Well, if I’m going to try an ink review I might as well aim high, with one of the most notorious inks available today – Noodler’s Baystate Blue. Am I insane? I actually bought a whole bottle, which some would say is like bringing a Ouija Board into the house. Fear not dear readers, I had already dipped my toe in with a sampler a few weeks ago, and on that occasion my whole home didn’t turn a brilliant shade of blue and all my pen warranties didn’t spontaneously combust. I did take the precaution of buying a Big Bottle of Bleach to complement the Baystate Blue though.
Noodler’s inks are not easily available from retailers in the UK. There is only one supplier I know of over here (Pure Pens) but the stock is very limited and doesn’t currently include Baystate Blue. This particular 3oz bottle was bought from Ebay. The shipping costs make price comparisons difficult so I won’t attempt to do so on this occasion.
The box is white with standard line drawing. The bottle is simple and functional, filled almost to the brim. The label is attractive, although I can’t claim to be aware of the historical background. The ink itself has a strong smell. I don’t find it unpleasant, but I could understand why some would. So many US inks seem to have strong smells, compared to Europeans and Japanese inks. It’s usually difficult to pin down exactly what the smell is.
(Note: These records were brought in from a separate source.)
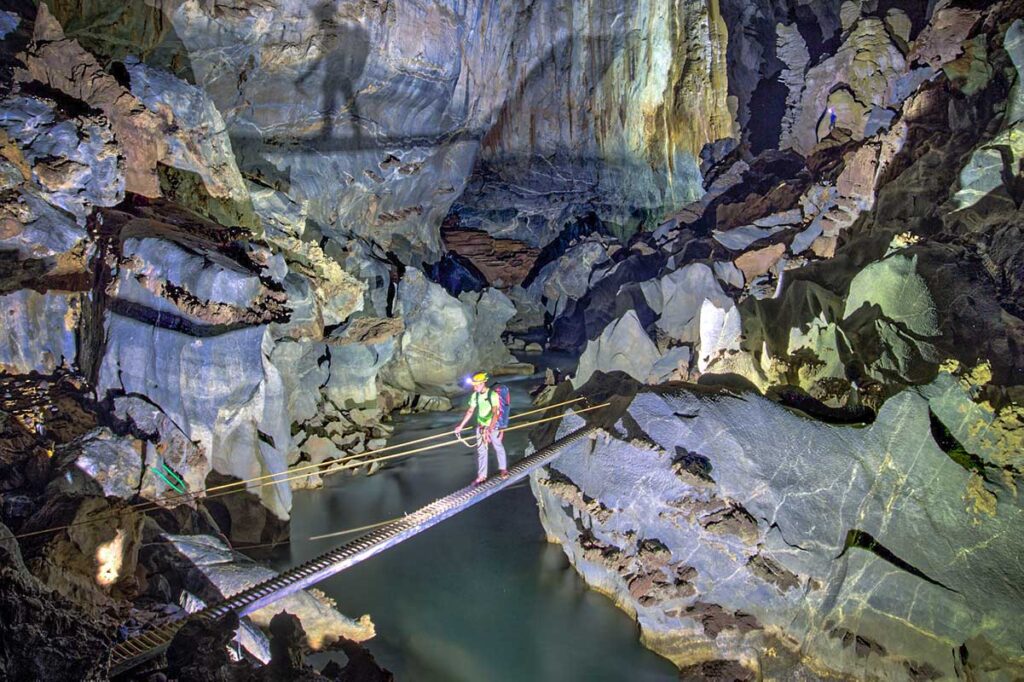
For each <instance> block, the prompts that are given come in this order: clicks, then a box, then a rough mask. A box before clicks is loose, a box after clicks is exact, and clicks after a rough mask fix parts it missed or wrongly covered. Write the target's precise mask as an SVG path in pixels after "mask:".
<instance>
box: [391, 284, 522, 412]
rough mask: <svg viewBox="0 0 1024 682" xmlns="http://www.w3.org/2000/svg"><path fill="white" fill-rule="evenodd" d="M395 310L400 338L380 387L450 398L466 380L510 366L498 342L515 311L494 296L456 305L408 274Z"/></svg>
mask: <svg viewBox="0 0 1024 682" xmlns="http://www.w3.org/2000/svg"><path fill="white" fill-rule="evenodd" d="M395 307H396V312H399V313H400V315H401V318H402V322H403V323H404V332H402V335H401V337H400V338H399V340H398V345H397V348H396V349H395V354H394V356H393V357H392V358H391V360H390V361H389V363H388V364H387V365H386V366H385V367H384V368H383V370H382V371H381V376H382V378H383V379H384V381H385V382H386V383H388V384H390V385H391V386H393V387H395V388H398V389H401V390H403V391H408V392H410V393H425V394H428V395H438V394H454V393H457V392H459V391H460V390H462V388H461V384H462V381H463V379H464V378H465V377H466V376H467V375H469V374H472V373H474V372H479V371H480V370H484V371H487V372H492V373H500V372H501V371H502V370H503V368H508V367H511V366H514V365H515V359H514V358H513V357H512V355H511V354H509V352H508V350H507V349H506V348H505V345H504V344H503V343H502V340H501V337H502V333H503V332H504V331H505V323H507V322H508V321H509V319H510V318H511V317H512V316H513V315H514V314H515V307H514V306H513V305H512V303H511V301H509V300H508V297H506V296H504V295H503V294H501V293H500V292H498V291H495V290H487V291H486V292H484V293H483V294H482V295H480V296H479V298H477V297H476V296H472V295H469V294H464V295H463V298H462V299H456V298H453V297H452V296H450V295H449V294H447V293H446V292H445V291H444V290H443V289H442V288H441V287H440V286H438V285H435V284H433V283H432V282H428V281H427V279H426V278H425V276H424V275H423V273H422V272H420V271H419V270H416V269H412V268H410V269H408V270H406V275H404V276H403V278H402V280H401V283H400V284H399V285H398V292H397V295H396V297H395Z"/></svg>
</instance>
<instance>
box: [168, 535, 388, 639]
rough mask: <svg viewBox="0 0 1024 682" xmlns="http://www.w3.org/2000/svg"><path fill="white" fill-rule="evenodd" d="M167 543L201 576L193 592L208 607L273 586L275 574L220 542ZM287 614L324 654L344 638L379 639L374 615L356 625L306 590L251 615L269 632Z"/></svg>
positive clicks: (331, 603) (320, 593)
mask: <svg viewBox="0 0 1024 682" xmlns="http://www.w3.org/2000/svg"><path fill="white" fill-rule="evenodd" d="M167 541H168V542H170V543H171V544H172V545H173V548H174V550H175V551H176V552H178V553H179V554H180V555H181V556H182V557H184V558H185V559H187V562H188V563H189V564H190V565H191V566H194V567H195V568H197V569H198V570H199V574H197V576H196V580H195V583H196V584H195V585H191V586H190V587H193V591H194V592H196V593H197V594H200V596H202V597H203V598H204V599H206V600H207V601H213V600H214V599H217V598H219V597H226V596H230V595H233V594H237V593H239V592H241V591H243V590H246V589H248V588H250V587H252V586H253V585H256V584H257V583H261V582H263V581H266V580H269V579H270V578H273V576H275V573H274V571H272V570H270V569H269V568H265V567H263V566H261V565H259V564H257V563H255V562H253V561H252V560H251V559H249V558H247V557H245V556H243V555H241V554H238V553H236V552H232V551H231V550H230V549H228V548H227V547H226V546H224V545H223V544H222V543H220V542H219V541H217V540H215V539H213V538H210V537H205V536H168V537H167ZM282 611H288V612H289V613H294V614H295V615H296V616H298V619H299V621H301V622H302V627H303V629H304V630H305V632H306V640H307V643H308V644H309V646H310V647H311V648H313V649H319V648H323V647H325V646H327V645H329V644H331V643H332V642H334V641H336V640H337V639H338V638H339V637H345V638H347V639H352V640H355V641H358V642H361V641H364V640H367V639H370V638H371V637H373V636H374V625H373V623H372V622H371V621H370V616H369V615H364V616H362V617H360V619H359V620H358V621H352V620H350V619H348V617H346V616H344V615H342V614H341V613H340V612H339V611H338V610H337V609H336V608H335V607H334V602H333V601H331V600H330V599H329V598H328V597H327V596H325V595H324V594H323V593H322V592H318V591H316V590H307V591H301V592H297V593H295V594H292V595H289V596H288V597H285V598H284V599H282V600H280V601H276V602H274V603H273V604H271V605H269V606H266V607H264V608H261V609H259V610H258V611H255V612H253V613H251V614H250V617H251V619H252V621H253V622H254V623H255V624H257V625H259V626H260V627H263V628H265V627H267V626H268V625H269V623H270V621H271V619H272V617H273V615H274V614H275V613H279V612H282Z"/></svg>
Often the most I can say is (as in this case) that it reminds me of something I would ave come across in a chemistry lesson may years ago, but I can’t way exactly what. The one word I can think of is “Phenol” – but that’s probably my memory playing tricks. For the purposes of this test I inked up a Pilot MR (similar to a Pilot Metropolitan) with a medium nib.
Rhodia Dot Pad No 16
The flow was very good on this paper, although there were some hard starts. Not a great surprise for a saturated ink with a smooth nib on this paper though. I noted some feathering and bleed through. The colour trumps everything though – it pops off the page and is pretty much everything I could want from a blue ink – striking with a faint hint of violet.
Note to self: take more care with the layout in future.
Ryman Memo Block 9cm x 9cm
I noticed after scanning that I had written 3″ x 3″ – oops. Very smooth writing experience and surprisingly little feathering or bleed through. Looks good.
Skips where the adhesive is (but I’ve seen worse) and feathers a lot. A great contrast with the yellow paper.
Field Notes – Pitch Black
Feathers, bleeds and spreads badly. In the unlikely even that I use a fountain pen in a Field Notes book, it won’t be with this ink.
Mnemosyne Word Card
Update 22/03/2014: Word card now added. Not much to say other than the texture detracts slightly and makes the ink look less saturated.
An updated image of the Word Card is here:
Overall I think the scans give a fairly accurate impression of the colour, which is what makes this one a keeper. It will stay for the time being in my “Lounge Note-Taker”. I wouldn’t use it an expensive pen or even a modestly priced demonstrator, but I’m happy to put it in a Pilot MR which is easy to clean. Fountain pens are all about choice, and that’s mine. I will leave it to others to make their own minds up. I won’t make a habit of linking to loads of other reviews, but I’ll end this one with Nathan Tardiff’s own videos.
One thought on “Noodler’s Baystate Blue Ink Review”
I’ve been using this ink in a Pilot Kakuno M nib with a 70 % ink and 30 % distilled water with awesome results, one of my favourite FP – ink combos.